The effects of ginsenoside Rb1 on fatty acid β-oxidation, mediated by AMPK, in the failing heart.

Objectives: This study intended to investigate the effects of Ginsenoside-Rbl (Gs-Rbl) on fatty acid β-oxidation (FAO) in rat failing heart and to identify potential mechanisms of Gs-Rbl improving heart failure (HF) by FAO pathway dependent on AMP-activated protein kinase (AMPK).

Materials and Methods: Rats with chronic HF, induced by adriamycin ( Adr ), were randomly grouped into 7 groups. Gs-Rb1, adenine 9-β-D-arabinofuranoside ( Ara A , specific AMPK inhibitor), and 5'-aminoimidazole-4-carboxamide riboside ( Aicar , specific AMPK activator) were administered to rats with HF, singly and/or combinedly. Myocardial high-energy phosphate (such as phosphocreatine, ADP, and ATP), free L-Carnitine, malonyl-CoA, and the activity of FAO-related enzymes in left ventricle from different groups were measured by using the corresponding molecular biological techniques.

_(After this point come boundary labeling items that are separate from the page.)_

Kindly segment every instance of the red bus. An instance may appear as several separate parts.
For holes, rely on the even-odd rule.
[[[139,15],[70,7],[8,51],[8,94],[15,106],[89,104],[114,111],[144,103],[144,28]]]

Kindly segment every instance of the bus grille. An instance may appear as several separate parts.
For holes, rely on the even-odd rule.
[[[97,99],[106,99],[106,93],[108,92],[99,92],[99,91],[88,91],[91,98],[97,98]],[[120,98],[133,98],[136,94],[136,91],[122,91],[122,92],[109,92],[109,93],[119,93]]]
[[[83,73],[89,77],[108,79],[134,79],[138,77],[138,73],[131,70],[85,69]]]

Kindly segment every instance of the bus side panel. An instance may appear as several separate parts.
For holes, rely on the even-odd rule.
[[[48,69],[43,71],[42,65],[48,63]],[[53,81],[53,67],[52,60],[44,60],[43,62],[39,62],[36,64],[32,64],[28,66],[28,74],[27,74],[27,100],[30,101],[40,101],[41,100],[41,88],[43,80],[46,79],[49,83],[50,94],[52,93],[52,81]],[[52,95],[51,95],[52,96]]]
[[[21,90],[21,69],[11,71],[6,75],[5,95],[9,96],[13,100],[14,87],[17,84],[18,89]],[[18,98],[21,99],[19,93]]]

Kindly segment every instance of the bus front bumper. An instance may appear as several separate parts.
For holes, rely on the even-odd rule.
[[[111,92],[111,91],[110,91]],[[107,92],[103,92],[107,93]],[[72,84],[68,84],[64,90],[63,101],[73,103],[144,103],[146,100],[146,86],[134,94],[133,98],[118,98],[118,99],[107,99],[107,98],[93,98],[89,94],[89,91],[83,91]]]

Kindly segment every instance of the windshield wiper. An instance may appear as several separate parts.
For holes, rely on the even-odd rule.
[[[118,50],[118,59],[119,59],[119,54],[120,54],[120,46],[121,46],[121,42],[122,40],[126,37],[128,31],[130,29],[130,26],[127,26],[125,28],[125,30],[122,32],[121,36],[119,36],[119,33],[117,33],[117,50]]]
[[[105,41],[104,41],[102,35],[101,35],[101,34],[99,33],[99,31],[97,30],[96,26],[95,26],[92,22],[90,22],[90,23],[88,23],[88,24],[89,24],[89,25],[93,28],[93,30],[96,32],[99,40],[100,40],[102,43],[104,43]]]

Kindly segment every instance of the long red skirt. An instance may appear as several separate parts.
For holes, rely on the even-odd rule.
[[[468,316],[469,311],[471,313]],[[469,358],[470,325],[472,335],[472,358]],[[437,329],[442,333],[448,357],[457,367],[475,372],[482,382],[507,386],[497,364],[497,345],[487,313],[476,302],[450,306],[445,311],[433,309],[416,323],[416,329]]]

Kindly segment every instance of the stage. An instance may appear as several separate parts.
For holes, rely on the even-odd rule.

Results: Gs-Rb1 improved HF significantly, accompanied by a significant increase in phosphocreatine (PCr), ADP, ATP, PCr/ATP ratio, free carnitine, malonyl-CoA, mRNA, activity of carnitine palmitoyltransferase (Cpt), medium-chain Acyl-CoA Dehydrogenase (MCAD) and long-chain acyl-CoA Synthetase (ACSL) and a significant decrease of the ADP/ATP ratio in the left ventricular myocardium. However, all those effects were almost abolished by Ara A and were not further improved by Aicar .

Conclusion: Taken together, it suggests that Gs-Rb1 may modulate cardiac metabolic remodeling by improving myocardial fatty acid β-oxidation in failing heart. In addition, the effects of Gs-Rb1 may be mediated via activating AMPK.